# Metrics Notebook
This is a simple notebook designed to run all the metrics for a given variant of CLIP.  It expects a model as defined in the config below that is "CLIP-like" in that it can take in an image or text and output an embedding of some size.  The clip-like model should specifically adhere to the Clip interface defined in `models/clip.py`

The four metrics we implement are outlined here: 

### Top-K Retrieval Accuracy.
Given an image, we compute its CLIP embedding and retrieve the closest K captions based on cosine similarity with caption embeddings. If the target caption is within the top K, we count this as a correct retrieval. This metric is a direct proxy for classification accuracy in multimodal retrieval.
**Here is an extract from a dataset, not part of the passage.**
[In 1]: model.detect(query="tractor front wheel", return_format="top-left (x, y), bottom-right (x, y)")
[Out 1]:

It is valuable because strong cross-modal alignment should yield high retrieval accuracy. However, since our approach aims to reduce sparsity on the hypersphere, the embeddings may become less linearly separable, potentially lowering retrieval performance even as uniformity improves.

### Modality Gap via Linear Separability.
Following \citet{modalityGAP}, we measure the modality gap between text and image embeddings by training a soft-margin SVM classifier to distinguish modality type. We evaluate classification accuracy, precision, and recall. High separability indicates a strong modality gap, which is undesirable because semantically matched image–text pairs should ideally share indistinguishable representations. Reducing modality separability would thus reflect improved multimodal coordination.
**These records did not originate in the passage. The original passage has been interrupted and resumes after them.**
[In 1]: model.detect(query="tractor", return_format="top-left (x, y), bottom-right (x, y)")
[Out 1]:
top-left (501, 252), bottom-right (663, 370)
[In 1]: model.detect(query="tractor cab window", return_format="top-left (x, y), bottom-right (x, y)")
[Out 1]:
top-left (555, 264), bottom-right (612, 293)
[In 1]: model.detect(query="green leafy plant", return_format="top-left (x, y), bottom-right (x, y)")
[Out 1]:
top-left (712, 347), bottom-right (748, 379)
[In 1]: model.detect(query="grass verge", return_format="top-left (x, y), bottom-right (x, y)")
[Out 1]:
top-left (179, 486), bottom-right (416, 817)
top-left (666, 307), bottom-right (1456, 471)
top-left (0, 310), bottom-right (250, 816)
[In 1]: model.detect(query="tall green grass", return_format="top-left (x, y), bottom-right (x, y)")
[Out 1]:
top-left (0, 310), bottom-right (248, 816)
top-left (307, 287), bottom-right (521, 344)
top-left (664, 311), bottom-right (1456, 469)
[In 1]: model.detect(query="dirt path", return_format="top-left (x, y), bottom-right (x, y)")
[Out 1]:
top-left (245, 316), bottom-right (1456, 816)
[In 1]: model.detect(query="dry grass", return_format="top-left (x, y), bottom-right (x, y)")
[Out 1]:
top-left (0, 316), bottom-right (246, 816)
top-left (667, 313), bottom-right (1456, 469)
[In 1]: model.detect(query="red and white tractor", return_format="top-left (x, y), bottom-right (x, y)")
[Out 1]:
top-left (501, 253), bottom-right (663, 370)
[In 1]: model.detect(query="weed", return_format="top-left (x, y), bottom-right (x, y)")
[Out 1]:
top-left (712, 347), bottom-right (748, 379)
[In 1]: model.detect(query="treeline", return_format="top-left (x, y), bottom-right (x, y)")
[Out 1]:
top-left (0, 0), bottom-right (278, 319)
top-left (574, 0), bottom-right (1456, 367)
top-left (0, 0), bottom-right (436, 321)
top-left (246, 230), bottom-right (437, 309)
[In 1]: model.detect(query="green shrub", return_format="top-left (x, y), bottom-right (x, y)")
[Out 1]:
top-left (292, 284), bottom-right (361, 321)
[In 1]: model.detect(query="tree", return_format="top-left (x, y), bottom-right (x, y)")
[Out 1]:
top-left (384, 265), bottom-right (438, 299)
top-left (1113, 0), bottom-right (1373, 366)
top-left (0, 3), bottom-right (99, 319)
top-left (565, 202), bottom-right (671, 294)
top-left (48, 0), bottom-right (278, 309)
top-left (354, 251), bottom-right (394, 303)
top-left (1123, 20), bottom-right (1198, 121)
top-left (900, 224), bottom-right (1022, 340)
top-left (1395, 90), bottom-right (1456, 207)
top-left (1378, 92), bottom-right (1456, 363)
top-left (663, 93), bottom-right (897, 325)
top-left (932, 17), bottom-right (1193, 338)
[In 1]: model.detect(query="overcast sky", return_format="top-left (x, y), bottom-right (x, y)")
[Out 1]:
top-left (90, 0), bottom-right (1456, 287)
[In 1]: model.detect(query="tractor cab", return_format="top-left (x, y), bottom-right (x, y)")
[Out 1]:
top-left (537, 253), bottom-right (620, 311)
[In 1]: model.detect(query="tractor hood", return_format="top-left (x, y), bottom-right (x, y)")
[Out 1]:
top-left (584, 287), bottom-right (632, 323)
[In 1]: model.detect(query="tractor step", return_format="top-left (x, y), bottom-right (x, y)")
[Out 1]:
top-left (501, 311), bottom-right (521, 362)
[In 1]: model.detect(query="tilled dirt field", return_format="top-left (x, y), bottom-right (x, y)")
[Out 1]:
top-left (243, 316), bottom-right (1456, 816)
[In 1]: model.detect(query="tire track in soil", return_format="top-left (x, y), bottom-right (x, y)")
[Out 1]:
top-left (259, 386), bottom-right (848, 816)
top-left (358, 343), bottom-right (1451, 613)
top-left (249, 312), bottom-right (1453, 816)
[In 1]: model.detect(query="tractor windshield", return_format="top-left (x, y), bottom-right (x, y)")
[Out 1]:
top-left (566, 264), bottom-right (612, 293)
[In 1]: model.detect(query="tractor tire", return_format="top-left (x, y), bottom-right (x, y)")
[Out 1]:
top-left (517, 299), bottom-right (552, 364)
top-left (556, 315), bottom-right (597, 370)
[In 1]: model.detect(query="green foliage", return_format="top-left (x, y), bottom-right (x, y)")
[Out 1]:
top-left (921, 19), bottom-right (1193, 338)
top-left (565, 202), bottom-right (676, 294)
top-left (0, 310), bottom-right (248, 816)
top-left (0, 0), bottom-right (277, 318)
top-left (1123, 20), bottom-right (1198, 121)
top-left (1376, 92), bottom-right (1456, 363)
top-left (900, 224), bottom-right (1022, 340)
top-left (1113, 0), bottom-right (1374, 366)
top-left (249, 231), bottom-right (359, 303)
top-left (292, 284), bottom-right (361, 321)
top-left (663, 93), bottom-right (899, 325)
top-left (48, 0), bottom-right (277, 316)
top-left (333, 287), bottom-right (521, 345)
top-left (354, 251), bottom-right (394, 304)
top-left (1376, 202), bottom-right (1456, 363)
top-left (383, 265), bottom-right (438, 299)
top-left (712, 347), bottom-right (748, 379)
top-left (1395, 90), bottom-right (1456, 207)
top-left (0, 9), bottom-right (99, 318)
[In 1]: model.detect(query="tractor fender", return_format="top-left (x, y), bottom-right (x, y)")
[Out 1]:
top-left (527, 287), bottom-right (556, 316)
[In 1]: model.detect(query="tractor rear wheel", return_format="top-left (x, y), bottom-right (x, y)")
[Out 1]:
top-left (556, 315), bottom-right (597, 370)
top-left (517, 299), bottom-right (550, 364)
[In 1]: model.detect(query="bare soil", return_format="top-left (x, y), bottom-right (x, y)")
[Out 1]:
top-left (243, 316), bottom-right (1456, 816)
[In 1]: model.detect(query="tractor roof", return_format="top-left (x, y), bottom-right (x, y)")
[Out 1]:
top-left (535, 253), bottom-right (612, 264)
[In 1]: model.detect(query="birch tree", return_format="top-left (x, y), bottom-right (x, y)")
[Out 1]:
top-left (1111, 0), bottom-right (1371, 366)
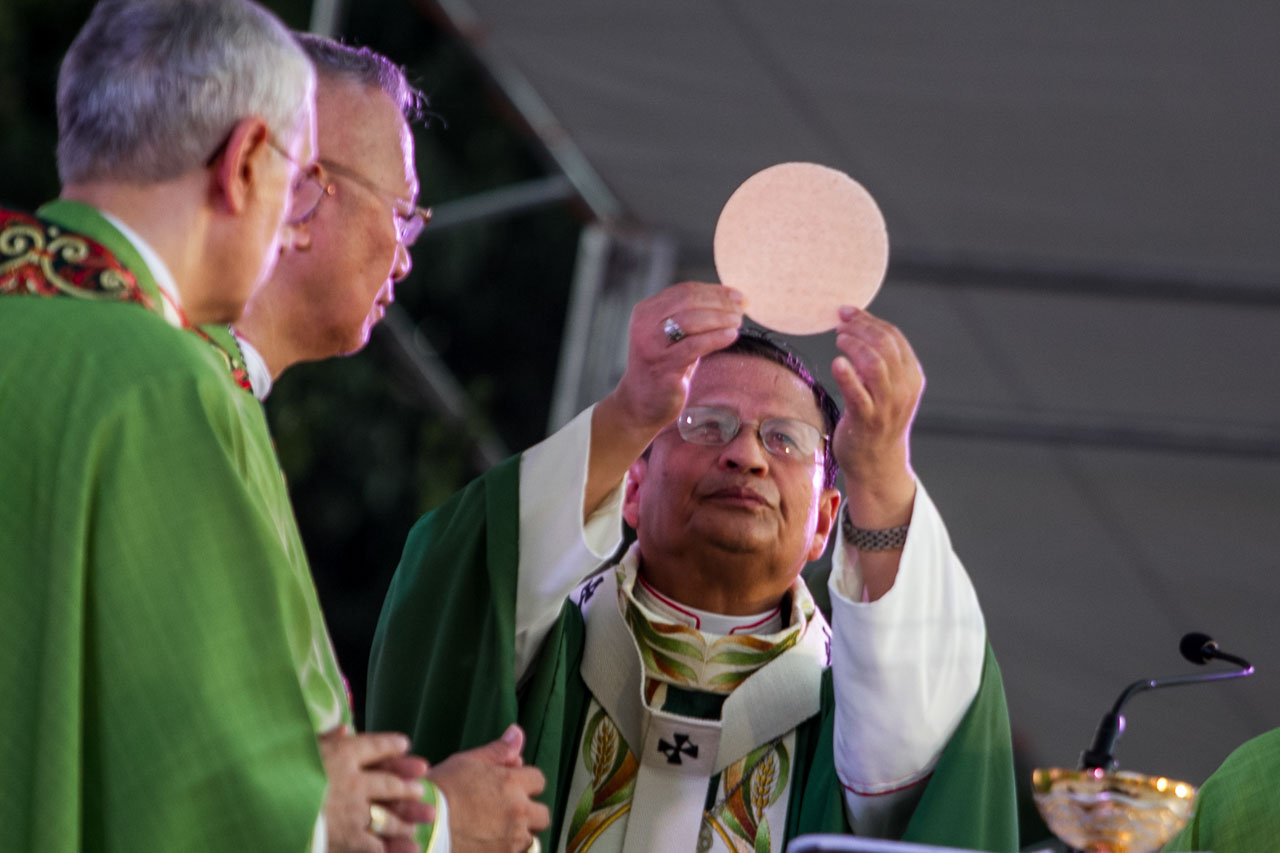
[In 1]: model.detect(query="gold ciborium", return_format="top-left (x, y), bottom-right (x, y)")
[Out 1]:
top-left (1032, 767), bottom-right (1196, 853)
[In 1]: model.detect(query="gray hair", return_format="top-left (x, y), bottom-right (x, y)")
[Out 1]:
top-left (293, 32), bottom-right (426, 122)
top-left (58, 0), bottom-right (315, 184)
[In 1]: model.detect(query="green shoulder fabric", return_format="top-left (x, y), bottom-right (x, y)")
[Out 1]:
top-left (36, 199), bottom-right (161, 307)
top-left (904, 643), bottom-right (1018, 850)
top-left (0, 296), bottom-right (325, 853)
top-left (1165, 729), bottom-right (1280, 853)
top-left (366, 456), bottom-right (520, 762)
top-left (366, 456), bottom-right (589, 849)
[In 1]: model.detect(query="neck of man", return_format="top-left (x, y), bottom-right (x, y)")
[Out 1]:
top-left (640, 546), bottom-right (803, 616)
top-left (236, 295), bottom-right (298, 382)
top-left (61, 178), bottom-right (222, 325)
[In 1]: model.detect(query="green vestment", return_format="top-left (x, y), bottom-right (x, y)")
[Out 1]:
top-left (0, 201), bottom-right (349, 853)
top-left (367, 457), bottom-right (1018, 850)
top-left (1165, 729), bottom-right (1280, 853)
### Hyperspherical Entropy Estimation.
We measure the entropy of the embedding distribution on the hypersphere using the k-nearest neighbor–based estimator proposed by \citet{entropy}. This estimator leverages angular distances to compute local density estimates, which are aggregated into a global entropy measure. Entropy serves as a proxy for sparsity: low entropy distributions are clustered and “spiky,” while high entropy indicates more uniform coverage of the hypersphere. Since our method encourages uniformity, we expect an increase in entropy relative to standard CLIP.

### Downstream Captioning Performance (BLEU)
Finally, we evaluate the utility of embeddings on a generative downstream task: image captioning. Image embeddings are passed into a pretrained language model to generate captions, which are compared against ground-truth captions using BLEU score. BLEU measures n-gram overlap between generated and reference text, rewarding fluency and accuracy. This extrinsic metric demonstrates how improvements in embedding geometry translate into practical benefits for end-user tasks, beyond abstract geometric properties.

In [None]:
from models.clipModel import CLIPModel

model = CLIPModel()